How to choose based on your situation
When I narrow this down for real people, I usually think in scenarios rather than brands. The same platform can be excellent for one situation and clumsy for another.
- For a medical emergency or funeral cost, I would start with Spotfund or Facebook if the audience is broad, then add Venmo or Cash App for direct gifts from close contacts.
- For tuition, travel, or a temporary cash gap, FundRazr is useful because its fee model can be configured around donor tips or fee recovery.
- For a privacy-sensitive request, I would prefer a direct payment app first and only use a public page if the need for reach outweighs the need for quiet.
- For a cause that may last months, I would choose a platform that can handle updates and recurring gifts instead of relying on a bare payment rail.
- For a campaign that depends on the organizer's own social graph, Facebook often works better than a standalone fundraiser because people donate where they already spend time.
I would not plan around PayPal Fundraisers anymore, because that option was discontinued. If you still want a PayPal-based flow, a payment link is the safer way to think about it, not a dedicated fundraiser product. The real decision is not just where money lands; it is how much structure you need before supporters will actually click.
The mistakes that make small fundraisers underperform
The weakest campaigns usually fail for the same predictable reasons. The story is sincere, but the ask is vague, the link is buried, or the organizer disappears after the first post.
- A vague goal like "help if you can" without saying what the money covers.
- Too many payment options, which makes donors hesitate instead of act.
- No update rhythm, so early momentum dies after the first day.

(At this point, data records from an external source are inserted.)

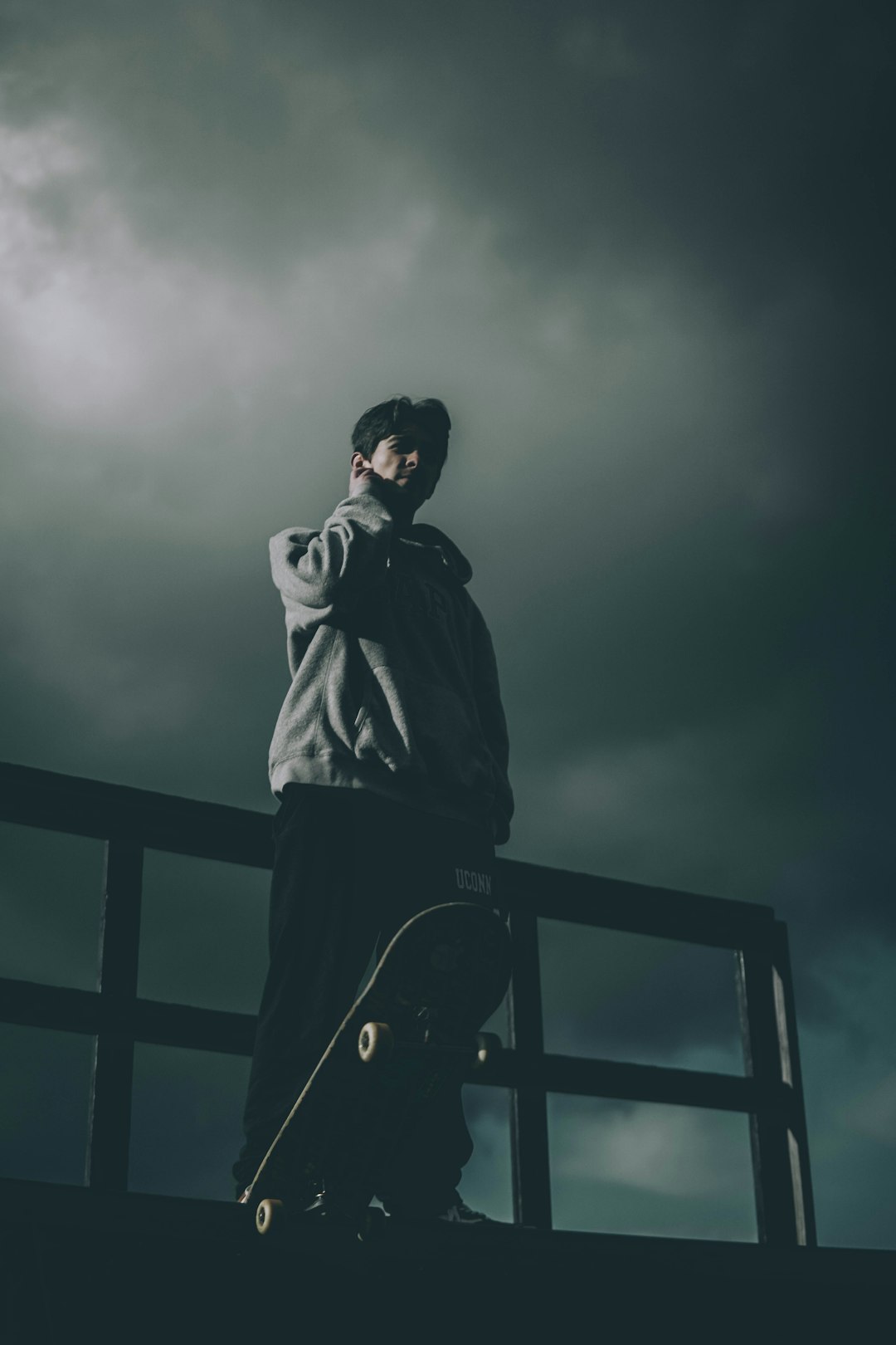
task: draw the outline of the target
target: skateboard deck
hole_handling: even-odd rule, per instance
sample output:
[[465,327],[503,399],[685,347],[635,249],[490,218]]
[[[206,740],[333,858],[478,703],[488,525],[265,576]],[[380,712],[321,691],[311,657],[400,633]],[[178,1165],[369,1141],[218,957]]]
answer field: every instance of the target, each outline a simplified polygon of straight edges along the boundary
[[478,1029],[509,979],[510,937],[493,911],[453,901],[402,925],[249,1188],[259,1232],[283,1221],[290,1197],[308,1198],[312,1169],[361,1215],[420,1108],[500,1048]]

- Missing proof or context, which matters a lot when donors do not know you personally.
- No plan for thank-yous, comments, or follow-up, so the campaign feels unfinished.
- Ignoring records, which becomes a problem when you need to explain where the money went.
The best fix is boring but effective: name the amount, explain the need in one or two specific sentences, and post short updates that show progress without oversharing. Once those basics are in place, the last decision is which setup I would actually trust to collect money without slowing the donor down.
The route I would take for a private ask, a public campaign, and a longer effort
If the money needs to move fast and the donor pool is small, I would start with Venmo or Cash App. If the need is public and the audience is mixed, I would pick Spotfund or Facebook because the sharing flow is more natural. If the campaign needs flexibility around fees, donor tips, or a longer life cycle, FundRazr and GiveSendGo are the stronger alternatives to GoFundMe for individuals in the U.S. because they are built to handle more than a bare transfer.
My practical advice is to choose the tool that removes the most friction for your actual supporters, not the one with the loudest name. Keep the ask specific, keep the budget honest, and keep the updates frequent, and the platform becomes a helper instead of the whole strategy.